The Hiroshima AI model uses convolutional neural networks, a deep-learning mechanism that achieves image recognition from basic pattern-matching. This type of AI system digests many example cases before it can be applied. In this instance, the AI first trained on pictures from Japan’s 1995 Kobe and 2016 Kumamoto earthquakes.

While assessing damage by comparing before and after images might seem like a more logical approach, Miura points out the many advantages of comparing post-disaster images from multiple incidents. “In emergency responses (taking place) immediately after natural disasters such as large earthquakes, it is time-consuming to prepare and assess pre-event images,” Miura says. “When such pre-event images (are) not available in some affected areas because of the lack of observation, those methods cannot be applied. To overcome this limitation and execute a quick and timely post-disaster response, damage identification only from post-event images would be preferred.”

Shirley Dyke, Ph.D., A.M.ASCE, a professor of mechanical and civil engineering at Purdue University, also works on using AI to compute damage assessment after earthquakes. AI models like hers train on structures for data about columns, beams, interior and exterior images, and more. “Once I’ve developed that structure and trained my (AI) model, I can take any data set from anywhere in the world, put it into that model, and organize the data sets in minutes,” Dyke says.

It is this efficiency that is AI’s biggest advantage. Because it eliminates a lot of grunt work that would otherwise go into sorting and classifying images from the disaster zone, it helps researchers skip to actual analysis faster. “If the data set is prepared, our AI model can classify the damage within a few minutes for 10,000 buildings,” Miura says.

The Hiroshima AI model is not foolproof, but it is 94 percent accurate. “If a building is surrounded by high trees, the damage identification would be difficult because some part or most of the roof is obscured by the vegetation in the aerial image,” Miura says. “For another example, if small features such as garbage or junk are distributed around a building, our method would misclassify the building as damaged because it would be difficult to discriminate such features (from) debris produced from collapsed buildings.” He adds that solar panels present similar challenges. Aerial images also do not always paint a complete picture. “If buildings are collapsed by a soft-story crush (only the first floor is collapsed), our model underestimated the damage because the roofs of those collapsed buildings seemed to be intact in the image,” Miura says.

The workaround is to feed more images to the AI to create an even more robust system. The Hiroshima model trained on approximately 7,000 building “image patches” extracted from 45 aerial photos. “For the AI training process, the image patches were augmented to (form) about 15,000 patches,” Miura says.

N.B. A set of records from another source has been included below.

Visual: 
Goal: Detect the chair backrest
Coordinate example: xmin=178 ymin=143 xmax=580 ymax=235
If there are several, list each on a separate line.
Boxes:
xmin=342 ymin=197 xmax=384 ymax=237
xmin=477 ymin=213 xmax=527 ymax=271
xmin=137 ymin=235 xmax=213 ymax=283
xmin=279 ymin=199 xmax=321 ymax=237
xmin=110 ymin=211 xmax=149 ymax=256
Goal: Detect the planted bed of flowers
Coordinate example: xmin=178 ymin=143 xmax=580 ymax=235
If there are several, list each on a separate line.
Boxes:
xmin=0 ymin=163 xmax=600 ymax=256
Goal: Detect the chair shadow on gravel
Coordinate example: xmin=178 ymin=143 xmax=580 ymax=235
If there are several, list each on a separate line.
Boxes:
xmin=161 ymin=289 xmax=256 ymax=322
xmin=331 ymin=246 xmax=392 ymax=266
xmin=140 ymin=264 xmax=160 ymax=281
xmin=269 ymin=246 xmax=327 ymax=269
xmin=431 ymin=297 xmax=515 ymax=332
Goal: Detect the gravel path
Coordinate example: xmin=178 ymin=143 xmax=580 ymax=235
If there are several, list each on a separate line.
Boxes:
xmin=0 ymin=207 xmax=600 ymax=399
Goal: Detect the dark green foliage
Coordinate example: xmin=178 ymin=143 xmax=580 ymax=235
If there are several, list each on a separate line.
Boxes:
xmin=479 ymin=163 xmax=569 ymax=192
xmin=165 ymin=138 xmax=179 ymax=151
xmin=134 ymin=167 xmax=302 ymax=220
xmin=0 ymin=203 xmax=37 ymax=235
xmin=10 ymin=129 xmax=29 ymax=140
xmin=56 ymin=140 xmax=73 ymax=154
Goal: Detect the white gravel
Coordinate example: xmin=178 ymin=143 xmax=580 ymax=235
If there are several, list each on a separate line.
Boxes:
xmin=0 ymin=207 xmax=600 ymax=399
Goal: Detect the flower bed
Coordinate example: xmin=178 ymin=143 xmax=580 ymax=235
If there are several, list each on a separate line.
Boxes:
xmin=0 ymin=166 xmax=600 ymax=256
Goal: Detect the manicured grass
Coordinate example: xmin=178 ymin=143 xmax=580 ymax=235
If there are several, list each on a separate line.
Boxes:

In the data augmentation process, new image patches are artificially created by horizontally and vertically flipping, rotating, and adding contrast to the original image patches. 

While Japan is notorious for its earthquakes — close to 2,000 occur in the nation every year — tsunamis and floods are also common. 

The AI model can be useful in these other kinds of natural disasters as well. Miura is training the model with images from the landslide events in Hiroshima prefecture in July 2018 and the flood event in Kumamoto prefecture in July 2020. “To develop a more robust and accurate AI model applicable to various disaster scenarios, not only for earthquakes but also for landslides, typhoons, and flooding, we are updating the AI model by providing these training samples,” Miura says.

The ultimate goal is to make recovery faster and more efficient. “I (hope) that the updated AI model would be used in real disaster situations to provide infrastructure damage information to local municipalities and stakeholders much faster than the traditional methods,” ­Miura says. “The derived damage information would help actual post-disaster activities such as early stage recovery planning and waste management planning.”

This article first appeared in the December 2020 issue of Civil Engineering.

Errata: The print article originally referred to “conventional neural networks” instead of “convolutional neural networks.” The online version has been updated. We regret the error.